Business Plans Business Plan Consultants

Top 5 Reasons why our clients don’t get funded

May 12th, 2006

5)  No experience

Banks and investors want to see that you have done something like this before.  If you spent your life as a mechanic, what do you know about making a great risotto?  This runs back to your management team.  You don’t need to know how to make the sauce, but you do need to have a partner who does.

4)  Unrealistic first year sales/salaries

Yes… you should be taking some money out to support yourself, but you shouldn’t be getting rich from day one.  We get asked all the time, “How much should I get paid?”  Generally, I say no salary at first; just take a dividend from what’s left.  This shows some “skin in the game.”

3)  Thinking funding is easy and not COMMITTING to the process

We finished up with a client about two years ago who JUST got their restaurant open last weekend.  Yes, they didn’t go the conventional funding route, but it’s not always a quick and easy, “turn in the plan, get some money” sort of market.  If it were, we would charge a lot more.  The plan is the beginning; lots of sweat and heavy lifting lie ahead.

2)  Aligning themselves with undesirables

We all have “that friend.”  The one we hang out with, or grew up with, or their parents are your parents and vice versa … but do they make good partnership material?  Sometimes you have to look honestly at the strengths and weaknesses of your colleagues and make a business decision based on what they bring to the business other than a common background.  Why would this effect funding?  I would say nine out of ten of our abandonment cases in the planning process come from partner disagreements.  I guess it’s good that that happens pre-funding, but it’s sad to see a good idea lost on personal issues.

1) Never starting to begin with

We track our incoming calls and sales (like everyone should) and have gleaned the following statistics.  Sooner started, sooner finished.  Calling people two to three weeks after they originally called us is usually depressing.  They’ve lost their excitement, their partners backed out, their location fell through … one way or another, it just didn’t happen.

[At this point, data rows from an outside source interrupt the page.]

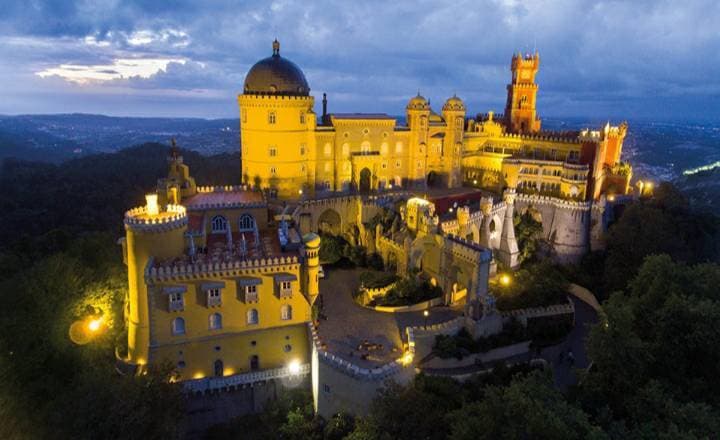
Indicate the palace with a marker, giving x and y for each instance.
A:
(289, 152)
(223, 281)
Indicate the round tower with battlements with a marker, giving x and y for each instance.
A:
(150, 232)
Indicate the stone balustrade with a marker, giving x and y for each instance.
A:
(242, 379)
(349, 368)
(536, 312)
(173, 217)
(231, 268)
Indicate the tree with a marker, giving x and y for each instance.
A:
(528, 408)
(655, 359)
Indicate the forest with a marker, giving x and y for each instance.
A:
(655, 357)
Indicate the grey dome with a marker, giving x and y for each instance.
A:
(275, 75)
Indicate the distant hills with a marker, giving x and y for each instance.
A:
(658, 150)
(55, 138)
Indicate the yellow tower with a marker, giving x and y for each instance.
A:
(149, 233)
(178, 185)
(277, 127)
(520, 110)
(312, 254)
(454, 114)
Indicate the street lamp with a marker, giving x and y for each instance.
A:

So in short:  go with what you know or your partner knows, be ready to lay it all on the line for later financial gain (even if that means current poverty), be prepared to REALLY work the deal for a long time, choose your allies carefully, and, lastly, pull the trigger.  Nothing gets done while you’re “just thinking about it” other than that someone else is thinking about it, too … and they may move on the idea faster.  Waiting increases your opportunity cost far beyond whatever barrier is keeping you from starting the process.